In my room, I had a nice warm shower, and had a good sleep. I woke up, said my prayers, had my breakfast and had a nice talk with my sponsor. We discussed steps 6 and 7 and after I hung up with him I started reading these steps in the 12 Steps & 12 Traditions as well as the SLAA Big Book. I feel ready to have God remove all my defects of Character. Will continue to pray about it and will read some more to see what is it I need to do to have completed this step.

After I post this, I will head to work for another lovely day. Tonight there is a big work party. I will be dressed up. Will tell you about it tomorrow.

#SafeTrip2 – Day One


I just re-read my #SafeTrip Day one that I posted over a month ago from the same hotel. Gosh what a difference. this time I had someone next to me on the plane, he is a young university student, but somehow I wasn’t triggered. I felt calm and at peace. I landed and took a cab straight to the face to face meeting. I got to celebrate the fact that I am still sober for the day.

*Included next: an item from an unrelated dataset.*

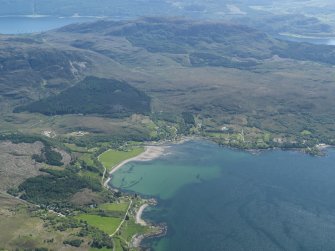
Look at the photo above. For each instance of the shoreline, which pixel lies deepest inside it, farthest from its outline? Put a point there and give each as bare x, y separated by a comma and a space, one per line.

After the meeting I had a long catch up with another SLAA member and we had supper together. then I took my shower, said my prayers and went to bed. I had just over 4 hours of really good sleep. then I work up happy and peaceful. I did a bit of work and now typing this. I will say a some prayers after I finish this post, get ready and go to have breakfast and start my day.

I hope you are not disappointed by the uneventfulness of this trip so far. but I am honestly not sorry that there are no juicy details to share nor entertaining insane thoughts. this just means one thing, Recovery Works!! And I can never be grateful Enough.